07.21.2005 at 04:47AM PDT, ID: 14492659
> Despite the fact that the file is actually there, the response if $?=1.
this is a know NFS problem, unfortunately
my experiance is that this happens when different processes create and check a file (path) at same time
Is this the case for you?
It's some time ago since I struggled with this, but IIRC the only workaround was to tweak the NFS cachiing option, in particular to switch caching off which is a performance penulty (for obvious reason).
Assisted Solution
 
07.25.2005 at 12:18AM PDT, ID: 14516347
Please post full onconfig and uname -a for Informix problem
Please post uname -a on involved systems for nfs problem
Assisted Solution
 
07.25.2005 at 12:19AM PDT, ID: 14516350
Dont forget onstat -p for informix too.
Assisted Solution
 
07.25.2005 at 02:13PM PDT, ID: 14521947
The way I read it, you've reduced the attribute caching timeout on the client, so attributes will be re-read (getattr) from the NFS server _more_ frequently; Unless you have other NFS clients accessing these files, or the database/application suppliers advise against it, I would go the other way and _increase_ the attribute cache timeouts on the client (at least the ac*max ones) to the default, 60 seconds.

During your next test slot, I suggest you:
- Temporarily disable any other NFS clients
- Experiment with the ac*max timeouts on the client
- If possible, NFS mount as few of the filesystems on the client as possible, to see if you can pin down which filesystems are getting hit most.  I figure you have about 100 files open on the NFS filesystems, each getting their attributes re-checked every 3 seconds; 100 * 60 * 60 *24 /3 is roughly 3 million getattrs each day.
- Try to identify the type of access or times when performance is seen to be poor, e.g. batch reports reading large chunks of data as opposed to small reads/write by onlline users updating individual records.

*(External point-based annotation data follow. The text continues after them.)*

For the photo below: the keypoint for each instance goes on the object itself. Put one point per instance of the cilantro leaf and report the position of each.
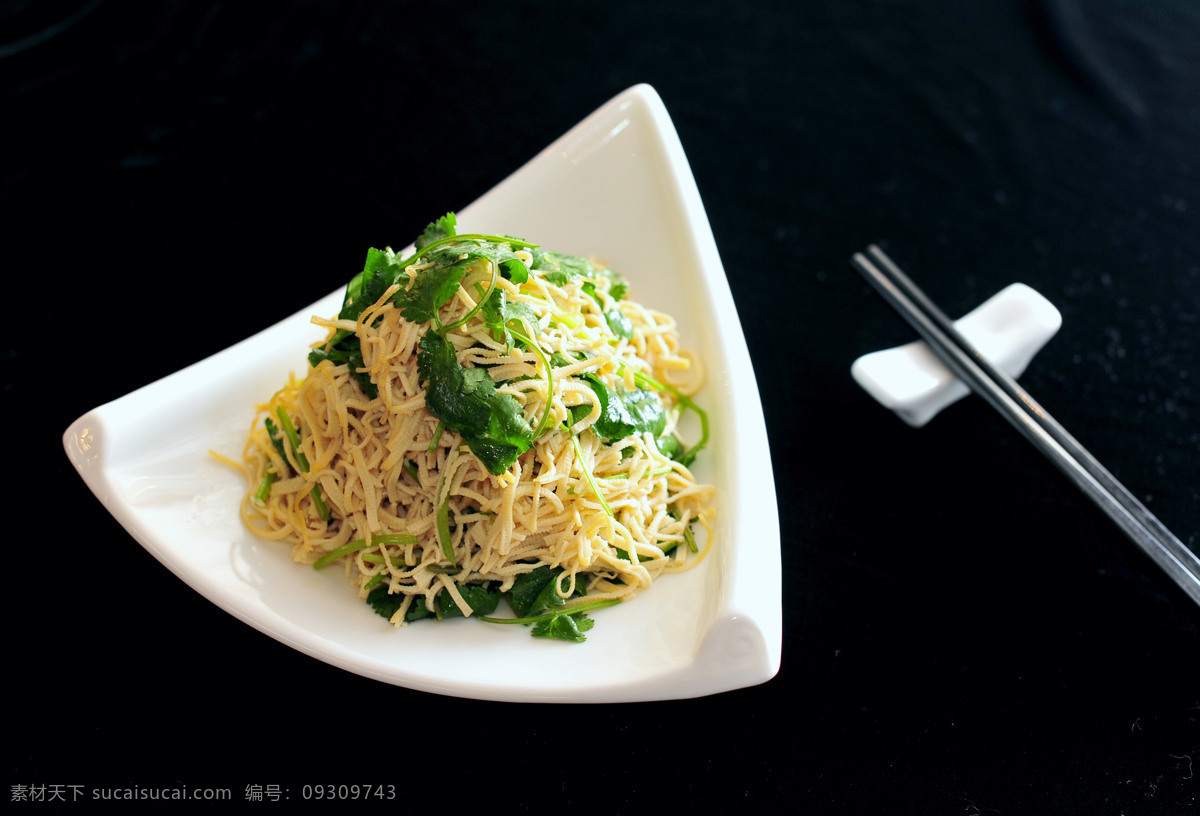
(444, 269)
(564, 628)
(535, 592)
(467, 402)
(624, 413)
(561, 269)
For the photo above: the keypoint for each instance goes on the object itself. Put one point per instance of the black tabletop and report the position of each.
(964, 631)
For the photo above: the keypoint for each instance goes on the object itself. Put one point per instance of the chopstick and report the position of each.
(1032, 420)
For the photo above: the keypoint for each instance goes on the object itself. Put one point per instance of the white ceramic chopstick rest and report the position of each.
(1007, 329)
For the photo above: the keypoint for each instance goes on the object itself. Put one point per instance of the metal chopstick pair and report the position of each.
(1019, 408)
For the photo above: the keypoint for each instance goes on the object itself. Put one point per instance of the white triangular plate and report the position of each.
(617, 186)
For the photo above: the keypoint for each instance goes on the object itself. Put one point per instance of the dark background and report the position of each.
(964, 633)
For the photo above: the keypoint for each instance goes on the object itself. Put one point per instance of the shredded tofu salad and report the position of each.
(486, 421)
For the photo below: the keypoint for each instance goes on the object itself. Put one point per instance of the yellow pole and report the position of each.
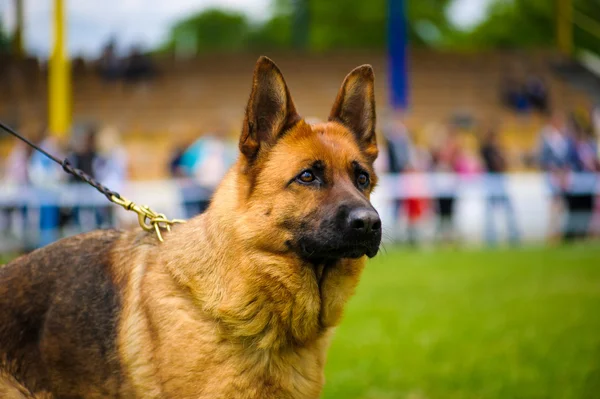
(564, 26)
(18, 43)
(59, 90)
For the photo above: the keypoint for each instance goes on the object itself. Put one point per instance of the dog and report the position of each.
(240, 301)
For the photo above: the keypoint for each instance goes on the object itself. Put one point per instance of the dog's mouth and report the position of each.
(313, 251)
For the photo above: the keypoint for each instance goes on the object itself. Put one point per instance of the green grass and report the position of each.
(448, 324)
(521, 323)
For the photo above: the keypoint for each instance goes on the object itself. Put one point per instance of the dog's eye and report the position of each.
(362, 180)
(306, 177)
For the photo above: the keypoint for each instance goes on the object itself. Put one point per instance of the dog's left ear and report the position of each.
(354, 107)
(270, 110)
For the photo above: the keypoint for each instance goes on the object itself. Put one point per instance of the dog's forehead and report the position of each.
(329, 142)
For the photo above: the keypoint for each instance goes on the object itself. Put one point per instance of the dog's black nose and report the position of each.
(364, 221)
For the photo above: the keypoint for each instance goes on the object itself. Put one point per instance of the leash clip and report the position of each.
(147, 218)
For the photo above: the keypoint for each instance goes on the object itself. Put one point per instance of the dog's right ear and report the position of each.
(270, 111)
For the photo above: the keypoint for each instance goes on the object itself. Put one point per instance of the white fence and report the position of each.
(24, 210)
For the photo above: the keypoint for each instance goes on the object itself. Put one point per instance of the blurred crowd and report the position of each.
(567, 151)
(97, 152)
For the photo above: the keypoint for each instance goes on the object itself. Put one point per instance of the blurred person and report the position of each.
(417, 201)
(399, 147)
(110, 168)
(16, 173)
(109, 64)
(513, 94)
(582, 161)
(536, 93)
(553, 153)
(138, 66)
(204, 163)
(16, 168)
(46, 176)
(83, 155)
(446, 163)
(495, 165)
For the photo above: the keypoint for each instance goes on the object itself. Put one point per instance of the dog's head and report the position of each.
(307, 187)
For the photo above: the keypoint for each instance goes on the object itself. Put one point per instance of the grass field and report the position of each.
(447, 324)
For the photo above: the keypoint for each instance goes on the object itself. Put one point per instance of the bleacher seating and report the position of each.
(208, 94)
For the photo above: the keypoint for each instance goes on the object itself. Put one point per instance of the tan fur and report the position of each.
(224, 308)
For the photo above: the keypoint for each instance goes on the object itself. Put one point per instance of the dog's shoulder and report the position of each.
(61, 303)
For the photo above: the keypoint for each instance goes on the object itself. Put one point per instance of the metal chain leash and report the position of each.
(148, 219)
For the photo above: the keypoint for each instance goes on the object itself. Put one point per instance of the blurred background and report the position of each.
(488, 123)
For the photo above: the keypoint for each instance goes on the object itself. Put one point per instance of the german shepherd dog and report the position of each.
(240, 302)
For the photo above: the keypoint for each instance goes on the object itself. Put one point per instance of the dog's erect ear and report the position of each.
(270, 110)
(354, 107)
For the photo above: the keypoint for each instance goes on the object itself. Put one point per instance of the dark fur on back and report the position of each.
(59, 311)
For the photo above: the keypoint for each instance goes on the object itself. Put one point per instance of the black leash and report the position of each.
(66, 165)
(147, 218)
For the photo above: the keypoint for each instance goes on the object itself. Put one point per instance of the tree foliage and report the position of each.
(527, 23)
(357, 24)
(311, 24)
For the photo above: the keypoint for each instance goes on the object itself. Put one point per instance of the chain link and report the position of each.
(147, 218)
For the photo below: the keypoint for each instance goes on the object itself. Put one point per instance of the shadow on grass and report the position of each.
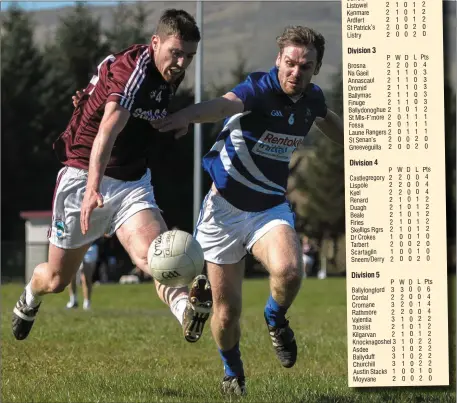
(168, 392)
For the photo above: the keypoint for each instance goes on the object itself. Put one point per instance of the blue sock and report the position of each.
(275, 314)
(233, 365)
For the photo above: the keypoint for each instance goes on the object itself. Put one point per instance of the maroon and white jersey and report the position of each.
(131, 79)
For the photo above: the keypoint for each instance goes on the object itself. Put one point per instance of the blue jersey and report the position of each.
(249, 163)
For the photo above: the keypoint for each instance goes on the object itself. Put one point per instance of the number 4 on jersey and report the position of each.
(157, 97)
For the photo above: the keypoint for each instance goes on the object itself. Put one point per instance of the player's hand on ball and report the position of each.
(175, 122)
(92, 199)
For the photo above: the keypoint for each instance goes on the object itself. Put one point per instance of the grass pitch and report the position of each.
(130, 348)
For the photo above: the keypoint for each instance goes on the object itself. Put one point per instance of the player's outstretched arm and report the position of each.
(114, 120)
(332, 127)
(204, 112)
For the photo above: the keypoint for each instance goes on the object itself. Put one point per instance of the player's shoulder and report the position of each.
(259, 79)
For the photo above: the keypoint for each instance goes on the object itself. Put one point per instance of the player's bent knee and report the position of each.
(58, 283)
(289, 274)
(226, 315)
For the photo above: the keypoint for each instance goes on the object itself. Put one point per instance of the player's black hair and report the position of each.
(178, 23)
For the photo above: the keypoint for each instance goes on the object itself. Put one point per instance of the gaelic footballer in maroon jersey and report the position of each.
(105, 186)
(131, 79)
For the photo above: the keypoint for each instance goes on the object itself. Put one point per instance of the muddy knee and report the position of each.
(58, 283)
(227, 316)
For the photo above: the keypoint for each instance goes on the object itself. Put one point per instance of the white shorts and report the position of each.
(121, 201)
(226, 233)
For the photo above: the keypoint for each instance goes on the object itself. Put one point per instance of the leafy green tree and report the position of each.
(70, 61)
(21, 73)
(450, 144)
(128, 27)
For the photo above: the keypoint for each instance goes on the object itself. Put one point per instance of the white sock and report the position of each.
(31, 299)
(178, 306)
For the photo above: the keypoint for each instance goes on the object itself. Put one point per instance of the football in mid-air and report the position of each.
(175, 258)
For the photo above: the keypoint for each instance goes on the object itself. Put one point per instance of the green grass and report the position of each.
(130, 349)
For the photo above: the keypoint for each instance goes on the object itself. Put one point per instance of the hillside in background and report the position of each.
(249, 29)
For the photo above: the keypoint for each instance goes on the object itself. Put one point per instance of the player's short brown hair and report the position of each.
(178, 23)
(302, 36)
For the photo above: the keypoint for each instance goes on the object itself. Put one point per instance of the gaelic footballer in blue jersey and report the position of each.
(246, 210)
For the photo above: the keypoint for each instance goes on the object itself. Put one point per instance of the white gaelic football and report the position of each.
(175, 258)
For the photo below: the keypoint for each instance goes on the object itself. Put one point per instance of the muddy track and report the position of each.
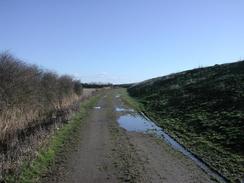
(104, 152)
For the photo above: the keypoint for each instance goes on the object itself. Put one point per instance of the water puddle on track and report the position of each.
(135, 122)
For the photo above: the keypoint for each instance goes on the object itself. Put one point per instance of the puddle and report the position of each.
(121, 109)
(97, 107)
(140, 123)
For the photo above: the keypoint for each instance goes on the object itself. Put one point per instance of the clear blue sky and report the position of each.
(122, 41)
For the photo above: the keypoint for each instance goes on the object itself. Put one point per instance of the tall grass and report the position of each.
(29, 94)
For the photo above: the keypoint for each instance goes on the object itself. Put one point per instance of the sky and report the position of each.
(122, 41)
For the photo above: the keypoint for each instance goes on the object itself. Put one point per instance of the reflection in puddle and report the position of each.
(140, 123)
(121, 109)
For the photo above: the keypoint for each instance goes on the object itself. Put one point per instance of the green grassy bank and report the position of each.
(203, 109)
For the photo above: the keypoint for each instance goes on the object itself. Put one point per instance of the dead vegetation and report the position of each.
(33, 103)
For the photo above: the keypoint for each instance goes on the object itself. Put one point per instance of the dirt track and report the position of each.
(107, 153)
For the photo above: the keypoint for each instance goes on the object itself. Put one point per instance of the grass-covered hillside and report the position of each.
(203, 109)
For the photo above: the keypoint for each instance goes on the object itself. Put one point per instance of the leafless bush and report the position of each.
(28, 94)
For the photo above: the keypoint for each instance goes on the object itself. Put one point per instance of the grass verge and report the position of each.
(33, 171)
(128, 100)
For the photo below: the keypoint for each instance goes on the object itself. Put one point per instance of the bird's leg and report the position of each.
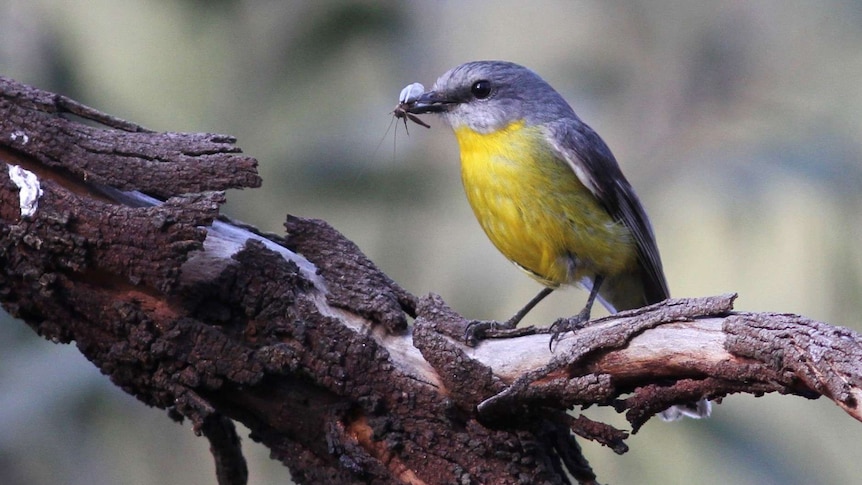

On the NFS server,  look for network/disk/CPU/memory bottlenecks that might be affecting its performance as an NFS server. Disk caching on the NFS exported filesystems or additional/faster network cards might help.

Further reading:
O'Reilly - Managing NFS and NIS, 2nd Edition - See Chapters 18 and 16:
http://www.hn.edu.cn/book/NetWork/NetworkingBookshelf_2ndEd/nfs/index.htm
Assisted Solution
 
07.31.2005 at 05:24PM PDT, ID: 14566791
Thanks for comments so far. Taking into account all answers. Still waiting on outages for this type of work.
Patience required.... but will be offering these points as soon as a result is achieved.

Increasing points to this question now.
 
07.31.2005 at 09:56PM PDT, ID: 14567541
How do you imagine - you just increase points and everyone gives you full guide for 20+ system types ???

please help out with onstat -p , informix's onconfig file  and uname -a.
Assisted Solution
 
08.18.2005 at 08:58PM PDT, ID: 14706374
Apologies gheist.... not my intention to be tight on points here.
Not expecting any answers overnight either.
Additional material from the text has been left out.